For our purposes, this process of looking up keys in a hash is crucial because (1) we are using hashes for storing set membership information, and (2) we would like to be able to model nested sets, which are sets that have sets among their keys. Consider:

1
2
3
4
5
6
7
8
9
# SetMap::[](*list) creates a new set instance and turns the
# members of `list` into keys of the new instance.
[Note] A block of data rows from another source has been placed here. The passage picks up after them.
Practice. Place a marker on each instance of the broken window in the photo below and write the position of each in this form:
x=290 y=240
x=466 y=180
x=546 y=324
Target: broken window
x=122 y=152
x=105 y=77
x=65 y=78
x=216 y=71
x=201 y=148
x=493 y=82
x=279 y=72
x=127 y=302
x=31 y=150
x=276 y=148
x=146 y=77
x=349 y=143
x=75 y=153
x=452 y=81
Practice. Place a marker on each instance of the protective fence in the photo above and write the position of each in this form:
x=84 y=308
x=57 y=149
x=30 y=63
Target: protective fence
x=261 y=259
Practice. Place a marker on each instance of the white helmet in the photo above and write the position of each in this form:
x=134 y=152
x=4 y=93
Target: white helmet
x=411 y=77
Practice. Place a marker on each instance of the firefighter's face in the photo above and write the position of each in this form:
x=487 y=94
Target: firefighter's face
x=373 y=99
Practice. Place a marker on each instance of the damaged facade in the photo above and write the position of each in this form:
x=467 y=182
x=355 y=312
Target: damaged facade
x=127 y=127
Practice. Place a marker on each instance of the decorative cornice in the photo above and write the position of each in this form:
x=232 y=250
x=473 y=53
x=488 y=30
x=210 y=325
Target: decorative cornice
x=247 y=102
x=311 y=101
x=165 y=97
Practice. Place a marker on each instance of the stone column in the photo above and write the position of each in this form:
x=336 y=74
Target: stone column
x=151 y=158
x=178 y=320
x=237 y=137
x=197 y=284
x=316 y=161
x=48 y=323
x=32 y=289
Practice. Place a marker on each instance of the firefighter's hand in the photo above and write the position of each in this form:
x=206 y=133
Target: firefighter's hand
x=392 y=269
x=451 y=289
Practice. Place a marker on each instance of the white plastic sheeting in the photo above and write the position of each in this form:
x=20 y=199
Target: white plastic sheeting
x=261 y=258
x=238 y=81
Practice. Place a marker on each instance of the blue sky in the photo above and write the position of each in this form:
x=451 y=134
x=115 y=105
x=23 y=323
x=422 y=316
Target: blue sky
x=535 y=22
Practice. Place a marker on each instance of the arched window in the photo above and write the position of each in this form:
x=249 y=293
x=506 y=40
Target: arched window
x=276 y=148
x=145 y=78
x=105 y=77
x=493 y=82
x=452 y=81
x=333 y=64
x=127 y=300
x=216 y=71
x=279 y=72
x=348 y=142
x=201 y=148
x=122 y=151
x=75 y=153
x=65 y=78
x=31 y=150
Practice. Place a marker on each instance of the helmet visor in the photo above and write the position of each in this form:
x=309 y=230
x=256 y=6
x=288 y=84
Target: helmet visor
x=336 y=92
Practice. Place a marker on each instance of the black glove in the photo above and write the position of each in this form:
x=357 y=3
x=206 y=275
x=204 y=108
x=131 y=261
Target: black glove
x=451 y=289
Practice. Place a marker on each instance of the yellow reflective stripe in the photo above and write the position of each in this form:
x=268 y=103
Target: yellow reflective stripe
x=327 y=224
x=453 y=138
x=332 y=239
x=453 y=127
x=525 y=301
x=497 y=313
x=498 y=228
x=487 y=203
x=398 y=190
set1 = ClassicalSet[1, 2, 3]
set2 = ClassicalSet[1, 2, 3]
set3 = ClassicalSet[set1, 4]
set4 = ClassicalSet[set2, 4]

set3 == set4 #=> ?

Now the question is whether set3 and set4 are the same set. It seems that the answer should be yes, because, after all, they contain the same elements. Assume, however, for a moment that we had not overridden eql?. Then set3 and set4 do not come out the same in the sense of == because set1 and set2 do not reference the same object, which implies that set3[set1] == set4[set1] will return false, for the simple reason that set1 is not considered a key in the set other, since it is not the case that set2.eql?(set1). So overriding eql?, like we did above, is indeed critical.

The hash method

As a final aside: For our set comparisons to work, we also need to override the Object#hash method so as to ensure that two set objects that are eql? have the same return value when hash is called on them. This can be achieved, e.g., like this:

1
2
3
def hash
  each.map(&:hash).sum
end

Here, we simply map each key-value pair (a two-element array) yielded by each to its hash value and sum up the result, trusting that Array#hash is implemented in a meaningful way. And this indeed ensures that eql? sets have the same hash return value.

Conclusion

What has been achieved? As mentioned at the beginning of part 01, the set functionality that we have discussed is either readily available as part of Ruby’s Standard Library (for classical sets), or via an easily accesible Ruby gem (for multisets). However, the code presented here presents a uniform perspective on classical sets and multisets. While I have written SetMap and its child classes as an exercise for myself, I consider this uniformity an advantage over the pre-existing implementation. We have also seen how easily the approach generalizes to further use cases by considering fuzzy sets.

While coming up with a first working implementation of the types of sets discussed here was pretty straightforward, arriving at a way to structure and modularize my code that I found convincing myself required me to go back to the drawing board several times. If you have a chance to check out my code, your feedback would be greatly appreciated.